“There are people in the world, I imagine, who are born and die in the same town, maybe even in the same house, or bed. Creatures without migration: have they not lived a life because they have not moved? What of the migratory los González, moving from one place to another and marking every stopping place with angst? What kind of alternative is that? For once my father and I are thinking thinking the same way, sharing a similar yearning for our starting points to have been different, for our final destination to be anything other than the tearful, resentful arrival it is likely to be.” Rigoberto González, Butterfly Boy: Memories of a Chicano Mariposa


When I wrote the prompt last week, February 14, Brooklyn, In Memory Most Green, I wrote from my passion for the place to which my family immigrated and in which I grew up.

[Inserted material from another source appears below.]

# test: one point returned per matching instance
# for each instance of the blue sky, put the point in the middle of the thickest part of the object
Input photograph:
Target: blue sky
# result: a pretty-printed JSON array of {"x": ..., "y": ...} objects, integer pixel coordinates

I wrote from my respect for the grit I’ve almost always encountered in immigrants and refugees. I wrote from an appreciation for my country’s highest and best ideals, however much we so often fail to fulfill them. I wrote from a place of gratitude: by what unearned grace am I safe and not running for my life across some bomb-riddled landscape?

Several of the poems shared here today by poets Lisa Ashley, Paul Brookes, Mike Stone, Sonja Benskin Mesher and Anjum Wasim Dar remind me of my father’s sighs. I barely knew the man, but I do remember his lament: “a-MHE-rrreee-ka. a-MHE-rrreee-ka.” Life was hard for him in the beloved city. Contrary to the mythology of the day, the streets weren’t paved with gold. He was something of a linguist but few people knew his language, his culture, his history.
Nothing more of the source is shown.